Father Paul Hostettler will mark the 70th anniversary of his ordination as a priest on June 3.
“It’s the greatest thing that’s happened to me to become a priest,” said Father Hostettler, who is retired and lives at Mary Queen of Angels Assisted Living Facility in Nashville.
“What I have enjoyed as a priest is being able to offer the Mass and change the bread and wine into the body and blood of Christ and give it to other people,” Father Hostettler said. “It’s almost the same privilege to say to people I forgive you your sins and if they’re sorry, they’re forgiven.”
Father Hostettler recognized his vocation to the priesthood while a student at Father Ryan High School in the 1940s.
While attending the school’s annual Mothers and Sons Banquet, he heard Bishop William Adrian say, “Some day, one of you boys might be sitting over there” pointing to the table where the priests were sitting, Father Hostettler told the Tennessee Register in 2015. “I didn’t think any more about it.”
About three months later, he was caught in a summer storm and sought refuge under a tree at the corner of West Linden Street and Natchez Trace, just up the street from his home.
“I can still picture the corner where the tree was,” Father Hostettler said. “I couldn’t see anything but lightning when it would flash. There wasn’t anyone else around when it came to me I could be a priest.”
After graduating from Father Ryan, he was accepted as a seminarian for the diocese and was sent to St. Ambrose Seminary in Davenport, Iowa, to begin his studies. The seminary closed after his first year because the U.S. Navy took over the dormitories at St. Ambrose, and Father Hostettler finished his seminary students at Kenrick Seminary in St. Louis.
Father Hostettler was ordained on June 3, 1950, by Bishop Adrian at the Cathedral of the Incarnation, where he had been a parishioner growing up and had attended elementary school.
As he was kneeling before the altar, Bishop Adrian laid his hands on Father Hostettler’s head. “When he did that, I thought he was going to push me through the step I was kneeling on,” Father Hostettler recalled in 2015. “And when he let go, I thought I was going to fly through the ceiling. I may have been in ecstasy for about a half hour.”
After his ordination, Father Hostettler served in parishes around the state, including Memphis, Jackson, Cleveland and Athens, among others. When the Diocese of Knoxville was established in 1988, Father Hostettler became a priest of that diocese.
“My favorite place was Copperhill,” in the southeast corner of the state along the borders of Tennessee, Georgia and North Carolina, Father Hostettler said.
When he was a pastor in Cleveland and later in Athens, he served St. Catherine Laboure Church in Copperhill as a mission. When he retired for the first time in 1993, he volunteered to go back to Copperhill to serve there full time.
“That was my favorite part of the state because of the mountains and hills and rivers and lakes,” Father Hostettler said. “It’s really a beautiful place.”

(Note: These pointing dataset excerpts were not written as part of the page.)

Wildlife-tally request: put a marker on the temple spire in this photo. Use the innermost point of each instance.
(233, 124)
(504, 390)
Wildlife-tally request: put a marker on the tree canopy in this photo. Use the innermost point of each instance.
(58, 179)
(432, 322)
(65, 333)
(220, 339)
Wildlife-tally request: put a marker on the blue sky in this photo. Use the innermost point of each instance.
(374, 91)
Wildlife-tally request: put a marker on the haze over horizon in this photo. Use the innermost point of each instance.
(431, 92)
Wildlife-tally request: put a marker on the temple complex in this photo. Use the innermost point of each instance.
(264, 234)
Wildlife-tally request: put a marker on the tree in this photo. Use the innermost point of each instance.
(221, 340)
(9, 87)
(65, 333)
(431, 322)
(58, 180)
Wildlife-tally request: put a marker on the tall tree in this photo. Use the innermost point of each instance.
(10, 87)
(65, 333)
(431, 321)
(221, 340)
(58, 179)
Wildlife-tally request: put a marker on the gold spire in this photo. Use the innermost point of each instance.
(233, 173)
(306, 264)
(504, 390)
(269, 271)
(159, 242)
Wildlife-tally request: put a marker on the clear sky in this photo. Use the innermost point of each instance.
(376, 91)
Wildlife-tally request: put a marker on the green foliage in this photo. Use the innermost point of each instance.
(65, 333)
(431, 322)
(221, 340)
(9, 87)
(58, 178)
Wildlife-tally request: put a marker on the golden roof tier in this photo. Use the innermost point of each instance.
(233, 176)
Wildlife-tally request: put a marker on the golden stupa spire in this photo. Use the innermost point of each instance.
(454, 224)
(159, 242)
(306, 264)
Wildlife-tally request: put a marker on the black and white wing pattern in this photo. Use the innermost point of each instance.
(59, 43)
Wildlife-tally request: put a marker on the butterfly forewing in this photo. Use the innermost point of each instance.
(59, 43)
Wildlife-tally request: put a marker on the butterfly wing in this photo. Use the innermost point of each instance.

The parish was one of the smallest in the state with about 60 people when he served there. A family of Lebanese people moved in there and that’s what brought the Catholic Church in there,” he said. “And it didn’t grow much after that.”
After 13 years in Copperhill, Father Hostettler retired a second time and moved to his hometown of Nashville to be closer to family. Once in Nashville, he took over as the chaplain at Mary Queen of Angels until retiring from that post in 2015.
“I’m not able to get around much anymore,” said Father Hostettler, who turned 97 on May 12. “I don’t need a walker or a cane or a wheelchair. I just use my two legs, but I’m slow at it.”
During the COVID-19 pandemic, Father Hostettler has been confined to his room, he said. “I’m not supposed to go outside and especially go around other people,” he said. “If anybody in the building gets it, that’s going to cause a lot of trouble.”
Although he’s been unable to celebrate Mass during the pandemic, Father Hostettler said, “I say my breviary every day and do some spiritual reading and try to behave myself.”
“This is an extremely different situation than ever has been in my life,” Father Hostettler said. “I’ve always been able to offer Mass every day and visit people. … Now I can’t do any of that. It’s tough.”
“I’ve never done anything in my life that gave me more pleasure than fulfilling my duties as a priest,” Father Hostettler said.
“I think any Catholic should realize that they have a vocation in the Church and they should try to fulfill the duties of that vocation to the best of their abilities,” he said. “A priest has the duty of teaching the faith and administering the sacraments. They should try to love that work and do the best you can.”